Sunday, February 5, 2012

All the World’s a Screen

Saturday was another in the Silent Clowns film series. Seven silents—Injuns (1912), The Bogus Booking Agents (1916), Never Too Old (1926), The Grab Bag Bride (1917), A Blonde’s Revenge (1926), A Rolling Stone (1919), and When Knights Were Cold (1923). Whew! And whew, indeed for Ben Model, the accompanist for all seven (he’s also the producer, along with Bruce Lawton as co-producer and Steve Massa, who provided the well-written program notes).

Not too many well-known names this time around, in terms of performers. We had Stan Laurel in When Knights Were Cold, the second reel of a two-reeler (the first pretty much disintegrated, and this reel had some quality issues, as well). It was a sort of parody of the earlier Douglas Fairbanks Robin Hood. In this version, Princess Elizabeth will have to marry Prince Pluto unless Lord Helpus {I love that name} (Laurel) saves the day. He does. In the brief Q&A session I heard (I was rushing uptown to hear a vocal recital), everyone commented that the knights on stick ponies bulked out to look like knights on horseback looked right out of Monty Python! Funny is funny, across the ages.

The programmers were gung-ho about the Library of Congress doing lots of work on 35-millimeter reconstruction. I didn’t get it, but if they do in their geekdom (I can say that, I have my own geekdom, thank-you-very-much!), the end result looked great to these eyes.

I particularly liked The Bogus Booking Agents. Two hapless chaps go to a booking agent’s office when the agent is out to lunch. They each impersonate the agent with various new applicants. Mayhem ensues, including elevators, running up and down stairs, shots fired. But all ends fairly well. I was mildly intrigued with one scene showing an out-of-work acting troupe 2001 miles from New York, while walking along the railroad tracks. That was followed, rather eerily, by our hapless chaps running up the aforementioned stairs to the 110th floor. Strange juxtaposition that caught my eye.
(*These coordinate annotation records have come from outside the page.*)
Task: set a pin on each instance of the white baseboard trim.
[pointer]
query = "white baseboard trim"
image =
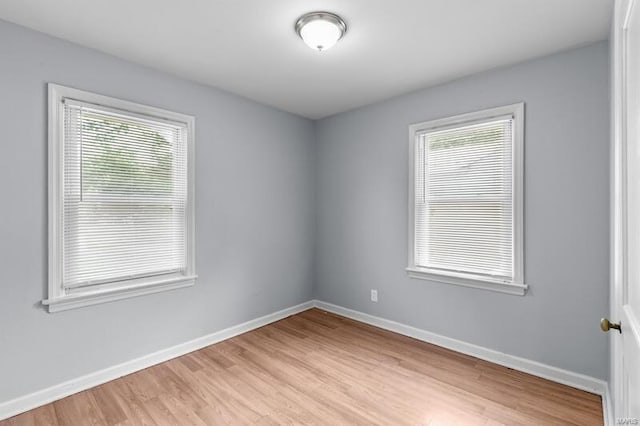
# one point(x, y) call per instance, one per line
point(607, 408)
point(56, 392)
point(565, 377)
point(27, 402)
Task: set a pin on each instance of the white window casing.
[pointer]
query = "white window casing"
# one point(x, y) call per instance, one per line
point(466, 200)
point(121, 199)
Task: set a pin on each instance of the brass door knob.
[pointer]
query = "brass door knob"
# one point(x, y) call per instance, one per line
point(607, 325)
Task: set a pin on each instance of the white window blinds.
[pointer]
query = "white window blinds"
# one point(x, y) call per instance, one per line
point(464, 198)
point(124, 196)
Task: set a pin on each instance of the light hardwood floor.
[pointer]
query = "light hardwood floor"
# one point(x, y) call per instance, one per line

In A Rolling Stone, we had a Charlie Chaplin imitator in Billy West. Apparently there were many imitators, and this did not particularly please Mr. Chaplin. Mr. West was quite convincing as a “Little Tramp”–like character. By 1920, he had dropped the imitation and developed his own dapper character, continuing through to the end of silent film years.

A fun series—there are three more this coming spring. I hope to see all of them and hope to keep you posted!